Rates for medium-range (MR) tankers out of the US Gulf fell to a two-month low amid growing ship supply and potentially less cargoes going into Mexico. But rates from United Kingdom and Europe remain strong as refineries there pump out more petrol.
The Baltic Exchange's daily assessment for Atlantic Basin MR earnings slid 12% for the week to end up at just over $15,800 per day.
MR rates are coming off a 10-month high of $21,600 per day seen in late December. Last month saw a surge of cargoes as US gasoline exports hit an all-time high of over 28 million barrels per day. For all of December. Atlantic Basin MR rates averaged $14,400 per day.
Most of those cargoes went to Mexico which saw its US imports hit 561,000 barrels per day last month, up 27% from November, according to Clipper Data.
But rates are softening as more ships come into the US Gulf. MJLF analyst Court Smith expects 30 open ships to come into the US Gulf in the coming week, joining some 72 already in the region not on subjects.
"Prompt tonnage in the US Gulf remains, and ample ships are available within a seven day window and beyond," Smith says the MJLF Weekly Tanker Scorecard.
Whether Mexico's gasoline demand remains strong is unclear as the country's populace reacts negatively to a 20% increase in fuel prices since 1 January. Many cities have seen riots and protests break out due to the price hike, which is part of a larger effort at energy sector reform.

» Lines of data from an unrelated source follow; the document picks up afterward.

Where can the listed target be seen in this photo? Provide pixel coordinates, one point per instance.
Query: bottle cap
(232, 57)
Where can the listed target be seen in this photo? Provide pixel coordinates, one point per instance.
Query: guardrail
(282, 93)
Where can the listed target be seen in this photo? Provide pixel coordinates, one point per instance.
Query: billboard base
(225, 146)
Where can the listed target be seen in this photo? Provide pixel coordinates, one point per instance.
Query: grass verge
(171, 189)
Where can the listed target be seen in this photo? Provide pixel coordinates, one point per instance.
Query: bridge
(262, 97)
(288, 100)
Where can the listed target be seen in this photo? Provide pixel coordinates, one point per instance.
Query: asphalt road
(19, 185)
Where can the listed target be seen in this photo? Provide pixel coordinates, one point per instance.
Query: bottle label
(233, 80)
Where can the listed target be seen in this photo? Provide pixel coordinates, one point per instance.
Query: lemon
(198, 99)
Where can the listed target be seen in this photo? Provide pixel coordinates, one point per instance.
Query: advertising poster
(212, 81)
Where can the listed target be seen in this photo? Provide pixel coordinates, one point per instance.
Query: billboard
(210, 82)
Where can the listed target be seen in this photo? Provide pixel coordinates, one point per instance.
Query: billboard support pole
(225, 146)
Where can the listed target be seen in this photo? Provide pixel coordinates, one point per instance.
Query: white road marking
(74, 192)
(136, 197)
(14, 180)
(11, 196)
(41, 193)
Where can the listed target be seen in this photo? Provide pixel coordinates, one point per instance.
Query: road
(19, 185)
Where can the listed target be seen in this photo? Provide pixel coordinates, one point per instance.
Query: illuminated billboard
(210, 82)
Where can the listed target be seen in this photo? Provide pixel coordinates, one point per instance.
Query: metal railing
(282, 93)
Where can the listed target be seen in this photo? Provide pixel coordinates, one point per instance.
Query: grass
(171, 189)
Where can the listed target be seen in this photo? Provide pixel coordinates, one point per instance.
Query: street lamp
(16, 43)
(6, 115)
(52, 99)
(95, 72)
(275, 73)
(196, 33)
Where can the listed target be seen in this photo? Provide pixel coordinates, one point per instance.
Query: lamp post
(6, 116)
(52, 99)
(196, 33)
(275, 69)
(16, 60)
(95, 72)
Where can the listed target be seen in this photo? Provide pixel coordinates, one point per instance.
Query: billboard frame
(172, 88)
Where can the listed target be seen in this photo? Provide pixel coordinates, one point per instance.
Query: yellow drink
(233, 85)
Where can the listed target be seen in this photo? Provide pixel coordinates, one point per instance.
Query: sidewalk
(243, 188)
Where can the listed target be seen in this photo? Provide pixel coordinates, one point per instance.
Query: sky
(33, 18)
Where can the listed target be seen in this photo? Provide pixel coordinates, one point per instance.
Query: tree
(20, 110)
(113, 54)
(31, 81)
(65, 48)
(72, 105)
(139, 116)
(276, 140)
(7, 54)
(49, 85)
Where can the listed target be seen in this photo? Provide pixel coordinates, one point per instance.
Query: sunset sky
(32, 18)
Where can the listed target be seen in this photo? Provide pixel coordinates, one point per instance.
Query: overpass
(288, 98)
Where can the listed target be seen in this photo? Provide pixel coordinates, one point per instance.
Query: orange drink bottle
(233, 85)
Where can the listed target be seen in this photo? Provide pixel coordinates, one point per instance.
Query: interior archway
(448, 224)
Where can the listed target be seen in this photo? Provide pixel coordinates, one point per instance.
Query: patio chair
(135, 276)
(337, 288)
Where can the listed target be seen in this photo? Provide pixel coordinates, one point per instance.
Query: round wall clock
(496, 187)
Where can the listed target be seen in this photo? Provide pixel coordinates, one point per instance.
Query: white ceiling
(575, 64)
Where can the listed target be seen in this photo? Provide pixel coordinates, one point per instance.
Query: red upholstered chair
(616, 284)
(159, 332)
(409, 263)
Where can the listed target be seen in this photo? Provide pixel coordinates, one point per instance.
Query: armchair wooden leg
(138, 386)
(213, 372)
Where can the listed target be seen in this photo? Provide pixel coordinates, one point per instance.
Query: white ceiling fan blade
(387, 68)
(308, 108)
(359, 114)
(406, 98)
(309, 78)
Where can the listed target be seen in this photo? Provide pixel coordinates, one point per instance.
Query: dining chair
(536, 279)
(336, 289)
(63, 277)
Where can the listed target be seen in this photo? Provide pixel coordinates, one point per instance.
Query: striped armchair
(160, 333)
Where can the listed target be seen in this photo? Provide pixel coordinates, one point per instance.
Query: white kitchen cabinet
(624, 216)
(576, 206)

The high ship supply forced down the backhaul TC14 assessment to $3,200 per day, from a December high of $10,400 per day.
In addition to US Gulf cargoes, MRs are seeing good demand to ship out barrels from UK refineries. The TC2 front-haul saw assessed earnings at over $15,100 per day, the highest since early November. The health of the front-haul rates should help mitigate further weakness for MRs in the Atlantic Basin, Smith says.
"TC2 trips mean more for tonne-mile demand," Smith said. "So in the long run, better for all."